Head spinning, pain messages from different parts of her body competing for attention, she blearily opened her eyes . . .
And saw a car coming straight for her.
She screamed—
The sound was drowned out by the screech of tyres. The car juddered to a halt, the front wheel less than a foot from Bianca’s head.
A thump nearby told her that Adam had landed. He pulled her up. The bag was still slung from his shoulder, and he had somehow kept hold of the case. Its twin lay on the sidewalk, leaves dropping around it like green snowflakes. ‘Get the PERSONA!’
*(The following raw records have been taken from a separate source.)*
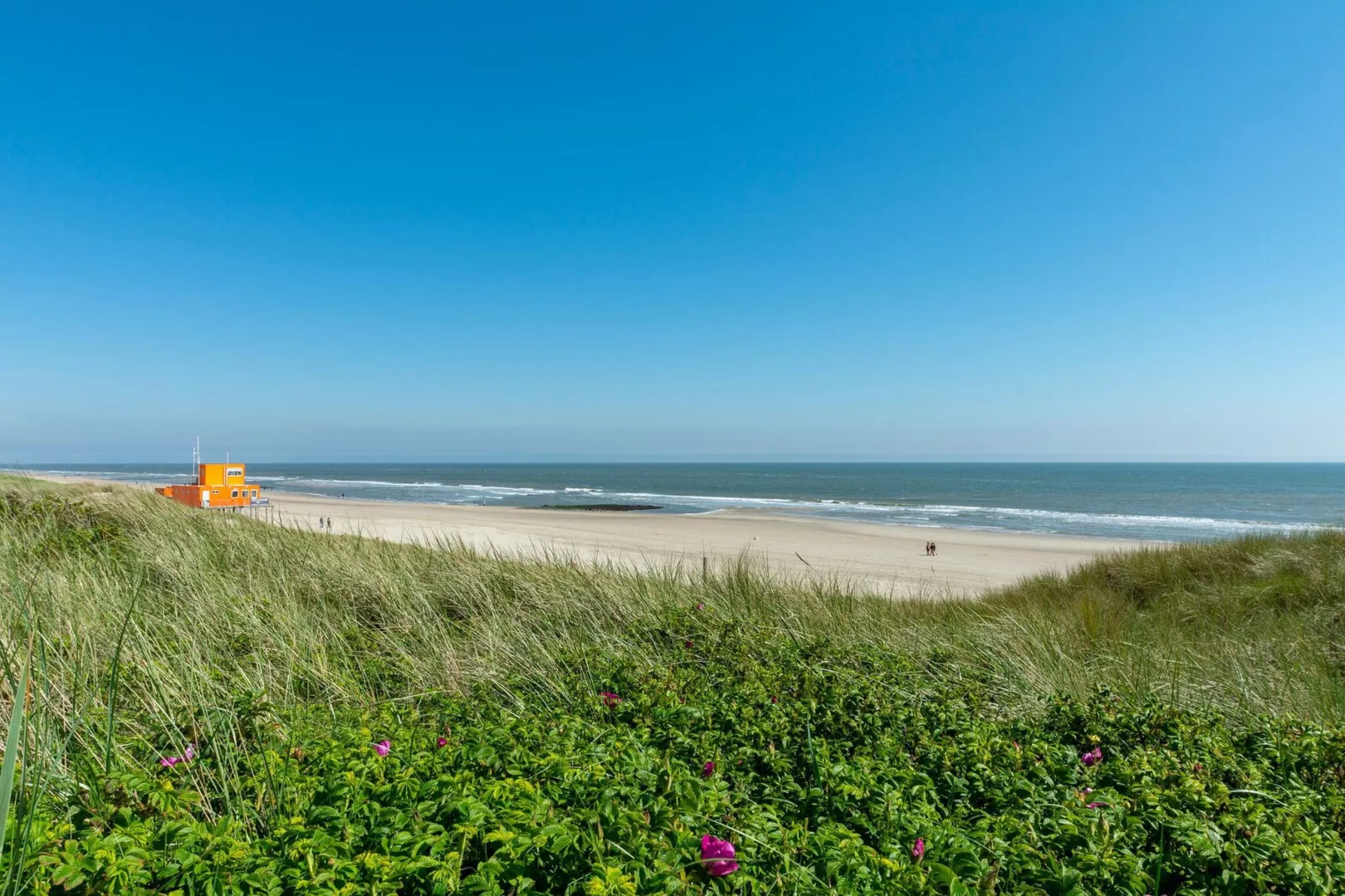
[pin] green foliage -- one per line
(843, 729)
(614, 800)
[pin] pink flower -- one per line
(717, 856)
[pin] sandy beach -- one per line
(885, 559)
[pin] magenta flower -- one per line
(717, 856)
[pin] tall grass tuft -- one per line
(173, 615)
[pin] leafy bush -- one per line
(829, 765)
(222, 707)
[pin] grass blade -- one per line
(11, 749)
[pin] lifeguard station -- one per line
(217, 487)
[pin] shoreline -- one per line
(883, 559)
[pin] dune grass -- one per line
(146, 625)
(225, 603)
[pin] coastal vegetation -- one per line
(202, 703)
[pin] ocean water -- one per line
(1169, 502)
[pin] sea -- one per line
(1141, 501)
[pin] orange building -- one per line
(217, 486)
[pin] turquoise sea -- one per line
(1176, 502)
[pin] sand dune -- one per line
(884, 559)
(888, 559)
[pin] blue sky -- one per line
(672, 230)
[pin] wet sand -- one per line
(884, 559)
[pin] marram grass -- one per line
(839, 728)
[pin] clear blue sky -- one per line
(1092, 230)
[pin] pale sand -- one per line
(885, 559)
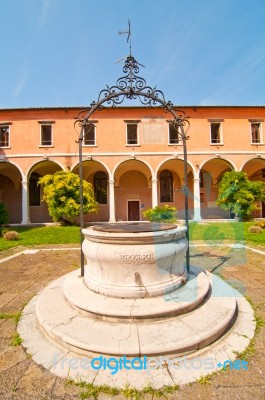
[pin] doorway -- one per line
(133, 210)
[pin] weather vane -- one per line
(129, 35)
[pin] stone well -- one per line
(136, 299)
(135, 260)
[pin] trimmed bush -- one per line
(255, 229)
(11, 235)
(161, 214)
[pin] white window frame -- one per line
(132, 122)
(6, 125)
(95, 135)
(217, 121)
(46, 123)
(256, 122)
(179, 137)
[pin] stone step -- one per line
(179, 301)
(181, 334)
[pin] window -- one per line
(90, 135)
(100, 188)
(216, 133)
(173, 133)
(132, 133)
(255, 132)
(46, 135)
(166, 187)
(4, 135)
(34, 189)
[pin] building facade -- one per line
(132, 156)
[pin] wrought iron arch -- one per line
(132, 87)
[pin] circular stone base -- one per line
(50, 347)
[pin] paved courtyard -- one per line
(23, 273)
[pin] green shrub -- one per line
(11, 235)
(3, 214)
(261, 224)
(255, 229)
(161, 214)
She limped to pick it up. Adam ran around the car, an ageing Hyundai Elantra station wagon, and yanked open the door. ‘Out!’ he roared, pulling the startled driver from her vehicle. ‘Bianca, come on!’
Bianca collected the case and hobbled to the passenger door. ‘Sorry,’ she called to the driver as she climbed in. Adam had already tossed his case on to the back seat, putting the car in drive. The Hyundai peeled away with as much power as it could muster, leaving shocked onlookers in its wake.